Creating the user certificate profile §

After performing the required edits, create the profile:

ipa certprofile-import userCert \
    --file userCert.cfg \
    --store true \
    --desc "User PKINIT certs"
---------------------------
Imported profile "userCert"
---------------------------
  Profile ID: userCert
  Profile description: User PKINIT certs
  Store issued certificates: True

The new profile has been created.

If you need to update the profile configuration later, here’s how:

ipa certprofile-mod userCert --file userCert.cfg

CA ACLs - authorising use of a profile §

Use of particular profiles can be restricted to particular principals—by name, group, or class. The CA ACL objects define these access rules. By default there is a single CA ACL; it restricts use of the caIPAserviceCert profile to host and service subject principals:

ipa caacl-find
----------------
1 CA ACL matched
----------------
  ACL name: hosts_services_caIPAserviceCert
  Enabled: True
  Host category: all
  Service category: all
----------------------------
Number of entries returned 1
----------------------------

Users cannot be issued a certificate via the default profile, and that makes perfect sense. But to be able to use the userCert profile to issue certificates to user principals, you need to add a CA ACL for that.

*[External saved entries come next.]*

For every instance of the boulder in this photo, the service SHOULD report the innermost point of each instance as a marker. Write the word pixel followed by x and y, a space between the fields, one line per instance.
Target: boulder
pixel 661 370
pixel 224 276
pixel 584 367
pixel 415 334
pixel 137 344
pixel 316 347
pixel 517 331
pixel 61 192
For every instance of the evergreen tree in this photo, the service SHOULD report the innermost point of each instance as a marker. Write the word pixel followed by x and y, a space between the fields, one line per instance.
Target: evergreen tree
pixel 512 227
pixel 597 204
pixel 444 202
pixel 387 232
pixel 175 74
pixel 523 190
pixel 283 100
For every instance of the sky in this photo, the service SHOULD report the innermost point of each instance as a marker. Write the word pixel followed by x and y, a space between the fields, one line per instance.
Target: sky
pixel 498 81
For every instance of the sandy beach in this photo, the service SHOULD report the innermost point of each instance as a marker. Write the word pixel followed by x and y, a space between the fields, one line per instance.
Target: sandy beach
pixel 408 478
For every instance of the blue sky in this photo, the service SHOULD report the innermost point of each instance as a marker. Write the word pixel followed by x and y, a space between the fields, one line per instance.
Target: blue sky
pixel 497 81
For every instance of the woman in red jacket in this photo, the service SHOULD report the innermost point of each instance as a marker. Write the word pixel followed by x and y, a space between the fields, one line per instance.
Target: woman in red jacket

We could define an ACL that allows all users (--usercat=all). But we’ll be a bit more restrictive: the only allowed subjects will be members of the sclogin user group. Execute the commands as below:

ipa caacl-add userCert_sclogin
-------------------------------
Added CA ACL "userCert_sclogin"
-------------------------------
  ACL name: userCert_sclogin
  Enabled: True
ipa caacl-add-profile userCert_sclogin \
    --certprofiles userCert
  ACL name: userCert_sclogin
  Enabled: True
  Profiles: userCert
  User Groups: sclogin
-------------------------
Number of members added 1
-------------------------
ipa caacl-add-user userCert_sclogin \
    --groups sclogin
  ACL name: userCert_sclogin
  Enabled: True
  User Groups: sclogin
-------------------------
Number of members added 1
-------------------------

Confirm the CA ACL rejects invalid subjects §

The user1 account is not in the sclogin group. Using the user.csr certificate signing request you created previously, request the certificate.

The FreeIPA admin account is highly privileged and bypasses CA ACLs. Switch to the user1 account and perform a self-service certificate request. Self-service requests are allowed, subject to CA ACLs.

echo Secret.123 | kinit user1
Password for user1@E1.PKI.FRASE.ID.AU:
ipa cert-request user.csr \
    --profile-id userCert \
    --principal user1 \
    --certificate-out user.crt
ipa: ERROR: Insufficient access: Principal
  'user1@E1.PKI.FRASE.ID.AU' is not permitted to use CA
  'ipa' with profile 'userCert' for certificate issuance.

Add user to the sclogin group §

kinit as admin once more, and add user1 to the sclogin user group:

echo Secret.123 | kinit admin
Password for admin@E1.PKI.FRASE.ID.AU:
ipa group-add-member sclogin --users user1
  Group name: sclogin
  GID: 1789600004
  Member users: user1
-------------------------
Number of members added 1
-------------------------

Now that user1 is in the sclogin group, certificate requests using the userCert profile should succeed. You will actually request the certificate in the Smart Card module.